Wie viel Ashluslays gibt es? Moberg und der Verfasser sind in einundzwanzig Dörfern gewesen, von denen mehrere sehr volkreich waren. Berechnen wir, daß jedes Dorf durchschnittlich 200 Einwohner hat, so erhalten wir 4200 Indianer. Wahrscheinlich gibt es mindestens ebenso viele Dörfer, die wir nicht besucht haben. Ein ganzer Teil soll sich im Innern des Chaco befinden. Es würde mich deshalb nicht wundern, wenn der Ashluslaystamm nahezu 10000 Individuen zählte. Das ist natürlich nur eine Annahme. Aus der Karte sieht man jedoch, daß dieser Stamm eine große Verbreitung hat.
Ich verlasse nun die Chorotis und Ashluslays. In den Fachzeitschriften werde ich auf ihre Kunst und Industrie, die ich hier nur flüchtig berührt habe, zurückkommen.
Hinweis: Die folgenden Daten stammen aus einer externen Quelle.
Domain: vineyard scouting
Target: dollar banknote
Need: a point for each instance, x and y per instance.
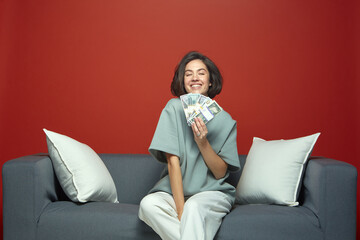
(199, 106)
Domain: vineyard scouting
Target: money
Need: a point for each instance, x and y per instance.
(196, 105)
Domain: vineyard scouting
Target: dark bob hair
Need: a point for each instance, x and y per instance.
(215, 78)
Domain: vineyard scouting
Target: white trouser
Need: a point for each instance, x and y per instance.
(201, 218)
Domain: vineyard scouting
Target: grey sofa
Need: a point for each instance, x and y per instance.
(35, 207)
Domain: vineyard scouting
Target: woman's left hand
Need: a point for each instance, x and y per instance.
(200, 130)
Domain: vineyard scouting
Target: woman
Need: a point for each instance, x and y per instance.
(192, 196)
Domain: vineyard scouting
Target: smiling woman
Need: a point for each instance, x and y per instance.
(196, 78)
(196, 73)
(192, 191)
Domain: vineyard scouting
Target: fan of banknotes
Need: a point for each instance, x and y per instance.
(199, 106)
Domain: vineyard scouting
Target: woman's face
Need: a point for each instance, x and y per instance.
(196, 77)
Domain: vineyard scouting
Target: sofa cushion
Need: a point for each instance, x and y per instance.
(270, 222)
(64, 220)
(273, 171)
(80, 171)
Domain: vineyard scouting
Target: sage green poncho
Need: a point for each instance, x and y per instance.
(174, 136)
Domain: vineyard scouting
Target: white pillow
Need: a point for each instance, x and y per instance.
(80, 171)
(273, 171)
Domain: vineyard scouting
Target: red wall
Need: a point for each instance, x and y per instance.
(99, 71)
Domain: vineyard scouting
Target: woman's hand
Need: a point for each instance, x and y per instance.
(215, 163)
(200, 131)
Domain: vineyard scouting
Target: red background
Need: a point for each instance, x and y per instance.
(100, 70)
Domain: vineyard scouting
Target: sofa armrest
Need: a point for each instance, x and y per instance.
(330, 192)
(29, 185)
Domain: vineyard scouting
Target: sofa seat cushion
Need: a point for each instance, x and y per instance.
(259, 222)
(65, 220)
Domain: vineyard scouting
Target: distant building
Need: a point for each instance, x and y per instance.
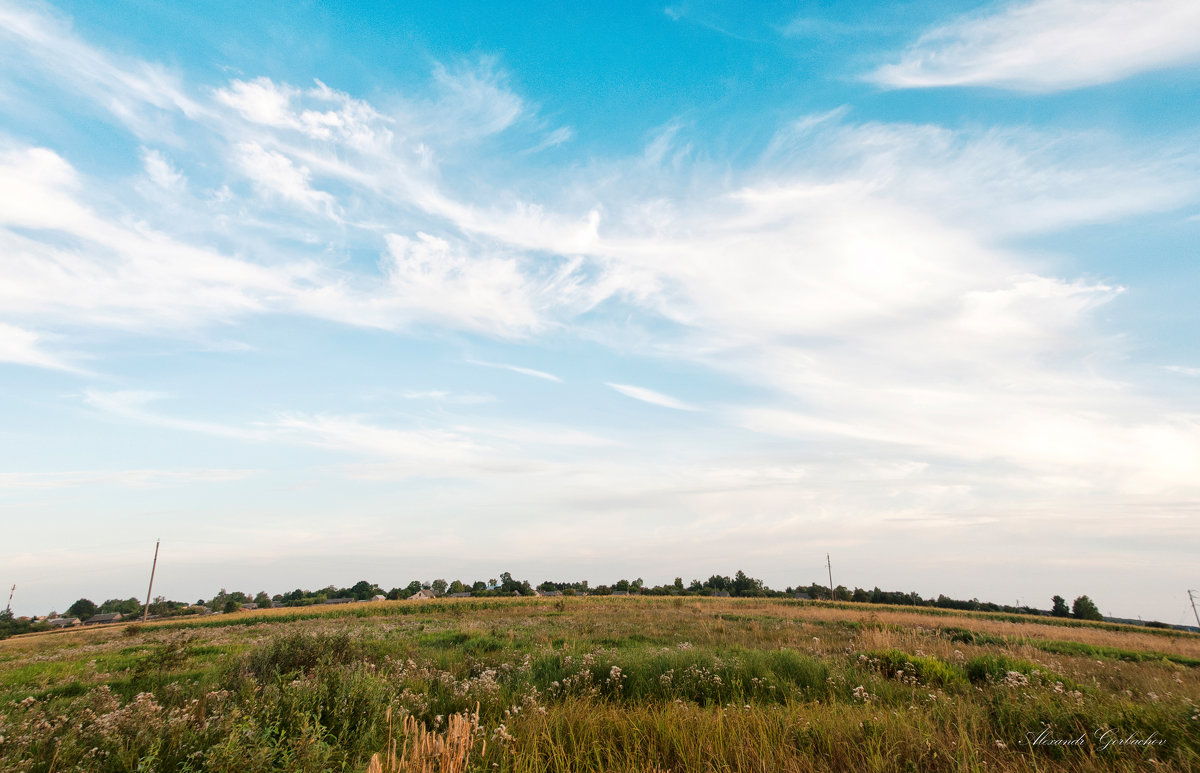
(63, 622)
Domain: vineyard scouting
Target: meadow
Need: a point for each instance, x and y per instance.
(605, 684)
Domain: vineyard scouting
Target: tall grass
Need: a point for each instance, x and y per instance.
(606, 684)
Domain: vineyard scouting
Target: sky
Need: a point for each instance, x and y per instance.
(325, 292)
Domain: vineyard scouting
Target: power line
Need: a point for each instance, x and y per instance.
(153, 567)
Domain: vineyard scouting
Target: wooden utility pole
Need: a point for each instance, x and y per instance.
(145, 615)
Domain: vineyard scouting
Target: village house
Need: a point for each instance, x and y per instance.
(63, 622)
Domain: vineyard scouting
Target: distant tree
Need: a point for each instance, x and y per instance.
(83, 609)
(745, 585)
(125, 606)
(1085, 609)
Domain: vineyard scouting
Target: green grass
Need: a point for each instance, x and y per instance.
(589, 684)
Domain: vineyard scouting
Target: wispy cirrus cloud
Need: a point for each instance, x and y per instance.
(123, 478)
(1050, 46)
(25, 347)
(653, 397)
(519, 369)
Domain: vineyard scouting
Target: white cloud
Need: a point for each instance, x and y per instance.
(161, 172)
(1051, 46)
(517, 369)
(132, 405)
(475, 101)
(653, 397)
(276, 174)
(124, 478)
(138, 94)
(24, 347)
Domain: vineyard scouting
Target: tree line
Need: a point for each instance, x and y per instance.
(739, 585)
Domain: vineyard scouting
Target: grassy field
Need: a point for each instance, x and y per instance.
(606, 684)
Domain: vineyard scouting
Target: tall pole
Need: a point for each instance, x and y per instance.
(153, 567)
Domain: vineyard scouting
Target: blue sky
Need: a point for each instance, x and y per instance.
(399, 291)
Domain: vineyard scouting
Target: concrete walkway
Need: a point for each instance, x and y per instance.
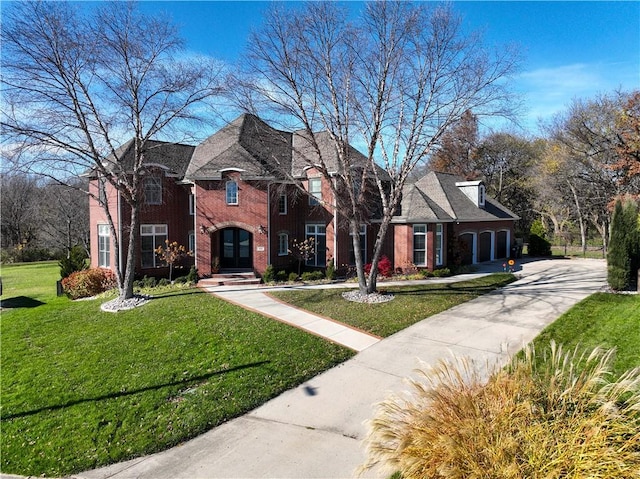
(316, 430)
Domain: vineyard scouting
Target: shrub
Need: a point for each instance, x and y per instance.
(269, 274)
(192, 277)
(624, 247)
(76, 261)
(538, 244)
(88, 282)
(560, 415)
(312, 276)
(385, 269)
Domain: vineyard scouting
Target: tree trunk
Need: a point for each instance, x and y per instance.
(126, 289)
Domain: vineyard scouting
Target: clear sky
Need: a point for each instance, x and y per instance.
(571, 49)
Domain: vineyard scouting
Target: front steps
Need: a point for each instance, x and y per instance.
(230, 279)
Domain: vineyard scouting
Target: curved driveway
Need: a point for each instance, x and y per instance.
(316, 429)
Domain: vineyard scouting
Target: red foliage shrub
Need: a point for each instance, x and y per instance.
(88, 282)
(385, 269)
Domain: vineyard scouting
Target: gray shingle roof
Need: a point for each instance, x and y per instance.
(435, 197)
(247, 144)
(173, 157)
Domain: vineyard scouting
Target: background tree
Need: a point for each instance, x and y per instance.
(628, 148)
(20, 213)
(623, 259)
(77, 84)
(458, 146)
(390, 82)
(506, 162)
(582, 148)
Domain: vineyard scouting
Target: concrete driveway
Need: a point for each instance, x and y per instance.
(316, 430)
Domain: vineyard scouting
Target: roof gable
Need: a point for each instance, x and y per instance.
(247, 144)
(436, 197)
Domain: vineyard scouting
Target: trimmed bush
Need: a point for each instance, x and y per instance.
(558, 415)
(312, 276)
(623, 257)
(77, 261)
(88, 282)
(269, 274)
(330, 273)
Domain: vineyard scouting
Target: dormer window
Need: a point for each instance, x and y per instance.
(474, 190)
(152, 190)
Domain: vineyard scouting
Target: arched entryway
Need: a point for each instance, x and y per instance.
(485, 246)
(235, 248)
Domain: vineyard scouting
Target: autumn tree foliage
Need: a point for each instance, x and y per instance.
(389, 82)
(79, 80)
(629, 138)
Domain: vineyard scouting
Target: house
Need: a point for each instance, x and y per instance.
(229, 202)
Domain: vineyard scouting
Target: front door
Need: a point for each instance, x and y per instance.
(236, 249)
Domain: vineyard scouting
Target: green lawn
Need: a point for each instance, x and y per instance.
(82, 388)
(602, 319)
(412, 303)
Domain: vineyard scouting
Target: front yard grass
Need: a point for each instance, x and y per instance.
(412, 303)
(602, 319)
(82, 388)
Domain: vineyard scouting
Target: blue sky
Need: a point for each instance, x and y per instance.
(571, 49)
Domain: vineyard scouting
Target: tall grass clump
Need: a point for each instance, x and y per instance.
(559, 415)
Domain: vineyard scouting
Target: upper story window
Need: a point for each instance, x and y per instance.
(102, 190)
(152, 189)
(282, 204)
(315, 190)
(232, 192)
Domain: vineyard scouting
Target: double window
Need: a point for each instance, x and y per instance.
(319, 235)
(151, 236)
(438, 244)
(104, 246)
(152, 186)
(315, 191)
(232, 192)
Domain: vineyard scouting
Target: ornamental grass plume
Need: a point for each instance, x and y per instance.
(558, 415)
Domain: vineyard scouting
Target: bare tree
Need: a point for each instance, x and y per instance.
(390, 82)
(78, 83)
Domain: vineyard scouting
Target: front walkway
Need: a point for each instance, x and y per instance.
(258, 299)
(317, 429)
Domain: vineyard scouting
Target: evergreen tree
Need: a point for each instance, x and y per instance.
(623, 259)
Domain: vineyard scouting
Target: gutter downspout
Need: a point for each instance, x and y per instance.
(268, 223)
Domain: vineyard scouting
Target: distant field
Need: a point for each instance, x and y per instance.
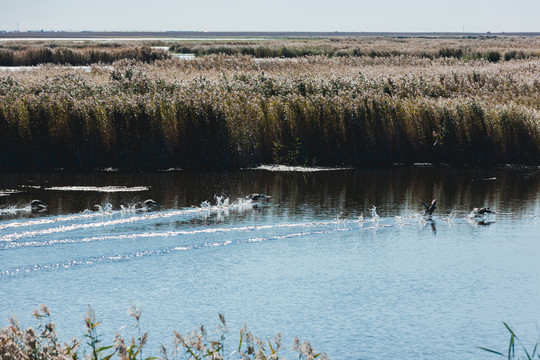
(360, 101)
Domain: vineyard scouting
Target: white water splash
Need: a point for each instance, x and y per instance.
(106, 189)
(297, 168)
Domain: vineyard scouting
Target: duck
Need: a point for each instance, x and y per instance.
(257, 196)
(431, 208)
(151, 205)
(38, 206)
(482, 211)
(478, 212)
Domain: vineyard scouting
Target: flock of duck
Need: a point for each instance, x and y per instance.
(38, 206)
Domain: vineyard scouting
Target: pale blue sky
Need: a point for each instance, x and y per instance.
(277, 15)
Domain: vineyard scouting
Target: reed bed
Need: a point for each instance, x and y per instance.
(223, 111)
(18, 55)
(467, 48)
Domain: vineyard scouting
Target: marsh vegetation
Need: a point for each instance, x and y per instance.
(368, 102)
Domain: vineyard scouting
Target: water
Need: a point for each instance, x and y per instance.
(343, 258)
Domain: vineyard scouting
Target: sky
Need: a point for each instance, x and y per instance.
(277, 15)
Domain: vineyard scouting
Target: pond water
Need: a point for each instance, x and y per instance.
(342, 258)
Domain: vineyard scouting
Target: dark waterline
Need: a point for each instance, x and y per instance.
(312, 262)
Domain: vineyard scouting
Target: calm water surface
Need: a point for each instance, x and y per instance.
(344, 259)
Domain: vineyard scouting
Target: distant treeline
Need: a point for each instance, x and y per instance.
(142, 117)
(35, 55)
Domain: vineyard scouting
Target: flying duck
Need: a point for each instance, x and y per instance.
(151, 205)
(430, 209)
(481, 211)
(38, 206)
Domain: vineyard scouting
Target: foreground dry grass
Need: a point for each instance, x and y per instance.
(224, 111)
(42, 343)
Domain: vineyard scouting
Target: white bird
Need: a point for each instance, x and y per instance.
(38, 206)
(430, 209)
(151, 205)
(256, 197)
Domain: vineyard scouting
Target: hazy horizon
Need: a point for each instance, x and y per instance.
(283, 16)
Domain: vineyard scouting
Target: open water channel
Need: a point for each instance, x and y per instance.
(344, 258)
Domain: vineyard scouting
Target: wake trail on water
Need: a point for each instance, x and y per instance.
(128, 215)
(147, 253)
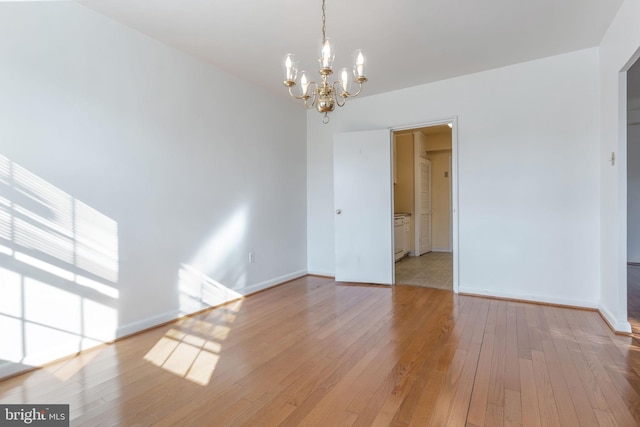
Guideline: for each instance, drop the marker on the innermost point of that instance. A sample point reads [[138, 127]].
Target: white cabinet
[[402, 235], [406, 224]]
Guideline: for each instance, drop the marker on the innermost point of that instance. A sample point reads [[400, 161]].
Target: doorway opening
[[633, 197], [423, 205]]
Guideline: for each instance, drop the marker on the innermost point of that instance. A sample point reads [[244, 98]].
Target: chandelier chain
[[324, 23]]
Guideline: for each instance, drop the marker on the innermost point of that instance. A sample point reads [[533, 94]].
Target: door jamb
[[454, 186]]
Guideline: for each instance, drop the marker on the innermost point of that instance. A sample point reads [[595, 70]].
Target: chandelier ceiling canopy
[[325, 95]]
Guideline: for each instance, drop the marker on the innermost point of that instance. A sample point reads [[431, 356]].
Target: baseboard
[[9, 369], [618, 326], [322, 273], [526, 297], [170, 316], [270, 283]]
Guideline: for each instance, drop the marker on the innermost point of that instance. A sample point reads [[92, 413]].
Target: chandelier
[[325, 95]]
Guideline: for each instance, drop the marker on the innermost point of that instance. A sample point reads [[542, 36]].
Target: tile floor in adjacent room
[[432, 270]]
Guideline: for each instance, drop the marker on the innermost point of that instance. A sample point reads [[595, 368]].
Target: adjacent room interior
[[423, 223]]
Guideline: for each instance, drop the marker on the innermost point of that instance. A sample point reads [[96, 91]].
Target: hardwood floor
[[316, 352]]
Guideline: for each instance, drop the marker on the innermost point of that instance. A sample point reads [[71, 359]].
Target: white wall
[[633, 189], [528, 180], [617, 50], [195, 168]]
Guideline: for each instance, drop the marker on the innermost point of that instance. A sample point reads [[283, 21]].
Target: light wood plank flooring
[[316, 352]]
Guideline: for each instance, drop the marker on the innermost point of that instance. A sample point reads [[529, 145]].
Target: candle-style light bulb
[[304, 83], [359, 64], [345, 80]]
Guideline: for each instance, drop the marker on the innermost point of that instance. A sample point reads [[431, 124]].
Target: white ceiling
[[407, 42]]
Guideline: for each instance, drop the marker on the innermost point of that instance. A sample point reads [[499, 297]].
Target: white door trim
[[454, 186]]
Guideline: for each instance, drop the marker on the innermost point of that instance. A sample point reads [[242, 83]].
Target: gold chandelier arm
[[337, 89], [313, 89], [351, 95]]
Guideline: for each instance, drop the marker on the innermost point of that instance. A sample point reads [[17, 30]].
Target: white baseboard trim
[[168, 316], [10, 368], [271, 283], [545, 299], [618, 325]]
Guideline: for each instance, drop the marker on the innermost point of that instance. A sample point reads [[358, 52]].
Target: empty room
[[207, 210]]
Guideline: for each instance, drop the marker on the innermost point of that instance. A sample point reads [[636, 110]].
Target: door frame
[[454, 185]]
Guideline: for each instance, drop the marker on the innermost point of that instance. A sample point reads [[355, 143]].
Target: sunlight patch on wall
[[198, 291]]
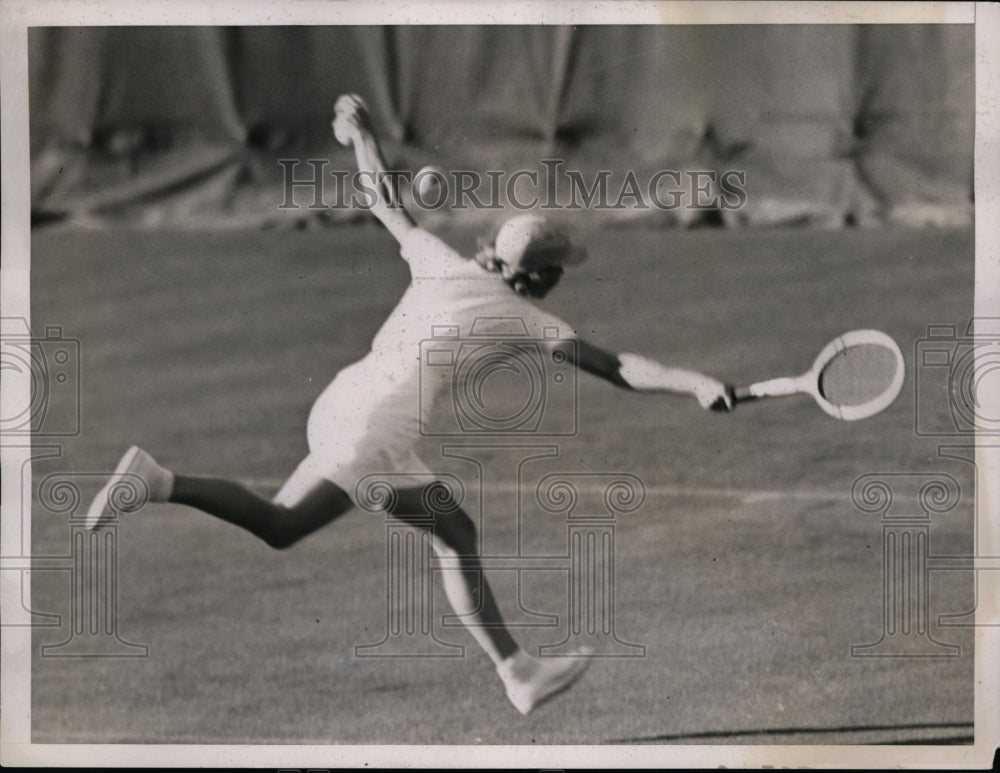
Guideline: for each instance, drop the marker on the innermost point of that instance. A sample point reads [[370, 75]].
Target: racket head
[[857, 375]]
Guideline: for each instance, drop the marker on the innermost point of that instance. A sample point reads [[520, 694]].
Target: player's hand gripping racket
[[855, 376]]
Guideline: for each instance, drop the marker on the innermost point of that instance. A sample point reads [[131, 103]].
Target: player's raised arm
[[351, 127], [633, 371]]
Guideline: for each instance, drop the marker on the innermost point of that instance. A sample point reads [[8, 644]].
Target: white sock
[[520, 666]]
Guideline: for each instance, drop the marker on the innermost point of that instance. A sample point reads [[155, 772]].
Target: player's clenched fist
[[350, 116]]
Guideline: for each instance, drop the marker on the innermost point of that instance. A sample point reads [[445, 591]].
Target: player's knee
[[457, 533], [281, 531]]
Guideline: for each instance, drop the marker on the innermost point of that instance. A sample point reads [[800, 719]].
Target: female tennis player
[[368, 419]]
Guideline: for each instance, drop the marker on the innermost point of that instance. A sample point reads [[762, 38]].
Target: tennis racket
[[855, 376]]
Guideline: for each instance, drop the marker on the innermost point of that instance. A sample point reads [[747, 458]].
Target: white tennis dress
[[369, 418]]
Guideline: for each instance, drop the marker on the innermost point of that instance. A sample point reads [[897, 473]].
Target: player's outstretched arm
[[351, 126], [633, 371]]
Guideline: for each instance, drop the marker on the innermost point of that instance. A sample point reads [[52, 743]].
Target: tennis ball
[[430, 186]]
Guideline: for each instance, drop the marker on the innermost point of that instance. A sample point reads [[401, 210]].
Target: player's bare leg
[[305, 503], [529, 681]]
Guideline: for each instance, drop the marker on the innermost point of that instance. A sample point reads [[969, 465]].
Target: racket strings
[[858, 374]]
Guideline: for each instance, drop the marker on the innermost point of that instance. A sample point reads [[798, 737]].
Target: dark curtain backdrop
[[185, 125]]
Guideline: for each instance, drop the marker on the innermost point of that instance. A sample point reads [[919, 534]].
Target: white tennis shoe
[[532, 681], [136, 463]]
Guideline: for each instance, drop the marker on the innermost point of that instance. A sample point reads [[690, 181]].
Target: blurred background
[[833, 125]]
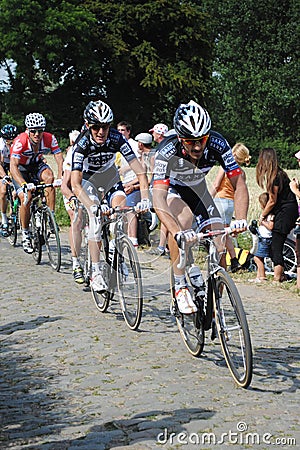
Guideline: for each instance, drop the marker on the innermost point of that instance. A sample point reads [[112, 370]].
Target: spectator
[[223, 194], [264, 233], [158, 131], [282, 203], [70, 205], [295, 188]]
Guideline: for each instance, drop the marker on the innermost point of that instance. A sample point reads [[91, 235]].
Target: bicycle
[[120, 266], [220, 310], [13, 217], [43, 228]]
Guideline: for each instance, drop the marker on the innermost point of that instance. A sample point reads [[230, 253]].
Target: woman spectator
[[295, 188], [223, 194], [282, 203]]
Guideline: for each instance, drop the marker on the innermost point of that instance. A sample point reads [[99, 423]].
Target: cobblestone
[[71, 377]]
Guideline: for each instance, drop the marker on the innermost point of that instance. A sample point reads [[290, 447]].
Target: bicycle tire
[[102, 299], [12, 230], [233, 330], [190, 326], [36, 240], [52, 239], [289, 256], [129, 282]]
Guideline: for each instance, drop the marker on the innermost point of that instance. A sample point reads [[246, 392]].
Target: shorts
[[263, 248], [226, 209]]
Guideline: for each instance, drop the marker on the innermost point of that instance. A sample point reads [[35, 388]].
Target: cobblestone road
[[72, 377]]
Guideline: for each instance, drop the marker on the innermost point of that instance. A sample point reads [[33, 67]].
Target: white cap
[[144, 138]]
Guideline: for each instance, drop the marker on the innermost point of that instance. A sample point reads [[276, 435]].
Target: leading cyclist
[[180, 192], [93, 166]]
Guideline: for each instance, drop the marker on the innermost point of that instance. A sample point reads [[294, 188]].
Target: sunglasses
[[97, 127], [201, 140], [37, 131]]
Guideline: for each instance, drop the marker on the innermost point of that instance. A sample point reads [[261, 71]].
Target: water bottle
[[196, 279], [111, 250]]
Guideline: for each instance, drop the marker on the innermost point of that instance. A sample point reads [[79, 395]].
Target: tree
[[256, 69]]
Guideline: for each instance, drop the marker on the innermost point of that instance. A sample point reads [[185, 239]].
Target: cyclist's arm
[[59, 161], [217, 182], [76, 180], [160, 192], [142, 177], [15, 172]]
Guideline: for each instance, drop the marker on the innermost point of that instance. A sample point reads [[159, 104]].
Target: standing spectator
[[282, 203], [295, 188], [264, 233], [223, 194], [70, 205], [27, 164], [8, 132], [158, 131]]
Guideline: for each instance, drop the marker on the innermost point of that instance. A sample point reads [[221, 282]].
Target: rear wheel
[[52, 240], [233, 329], [190, 326], [129, 282]]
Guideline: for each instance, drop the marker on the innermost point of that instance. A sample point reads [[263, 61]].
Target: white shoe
[[184, 301], [98, 284], [27, 245]]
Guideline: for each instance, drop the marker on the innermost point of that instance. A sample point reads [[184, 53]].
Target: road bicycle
[[220, 310], [43, 228], [120, 266], [13, 216]]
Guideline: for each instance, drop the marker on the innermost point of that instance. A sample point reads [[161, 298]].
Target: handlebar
[[199, 236]]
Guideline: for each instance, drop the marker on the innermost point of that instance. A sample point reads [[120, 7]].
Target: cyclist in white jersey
[[93, 166]]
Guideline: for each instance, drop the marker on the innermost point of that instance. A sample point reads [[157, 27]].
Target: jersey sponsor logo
[[168, 151], [78, 157]]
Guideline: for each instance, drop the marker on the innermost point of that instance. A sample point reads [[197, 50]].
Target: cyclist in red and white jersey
[[8, 132], [180, 192], [27, 164]]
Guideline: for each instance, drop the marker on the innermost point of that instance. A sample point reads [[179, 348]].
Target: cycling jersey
[[173, 165], [90, 158], [23, 150]]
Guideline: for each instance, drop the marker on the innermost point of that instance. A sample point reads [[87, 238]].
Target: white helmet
[[191, 121], [98, 112], [35, 120]]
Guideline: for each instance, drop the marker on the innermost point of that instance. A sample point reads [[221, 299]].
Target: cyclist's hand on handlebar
[[189, 236], [143, 205], [238, 226], [57, 183], [105, 209]]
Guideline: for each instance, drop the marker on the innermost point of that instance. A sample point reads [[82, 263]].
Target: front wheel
[[233, 329], [129, 282], [52, 240]]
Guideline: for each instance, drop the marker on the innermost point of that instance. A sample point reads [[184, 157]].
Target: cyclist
[[93, 166], [180, 191], [8, 132], [27, 164]]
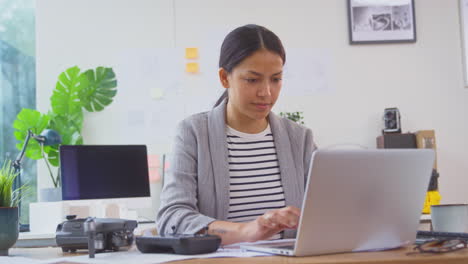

In meinen Schilderungen ist nicht viel von der Poesie des letzten Mohikaners, ich beschreibe hier nicht die Helden der Indianerbücher, sondern ganz einfach gewöhnliche Menschen. Die Jüngsten lieben das Spiel, die Jungen die Liebe, die Alten Essen, Trinken und Tabak. Sie kämpfen, wie andere, ihren Kampf ums Dasein, und dieser Kampf ist sicher oft hart. Besser als wir verstehen sie es, zusammenzuhalten, einander zu helfen. Deshalb liebe ich sie — und ich wäre froh, wenn auch der Leser etwas Sympathie für sie bekommen hätte.
[45] Campos, Expedition Boliviana de 1883. Buenos Aires-La Plata 1888.
[46] Boggiani, Compendió de Etnografia Paraguaya moderna. Revista del Inst. Paraguayo. 1900.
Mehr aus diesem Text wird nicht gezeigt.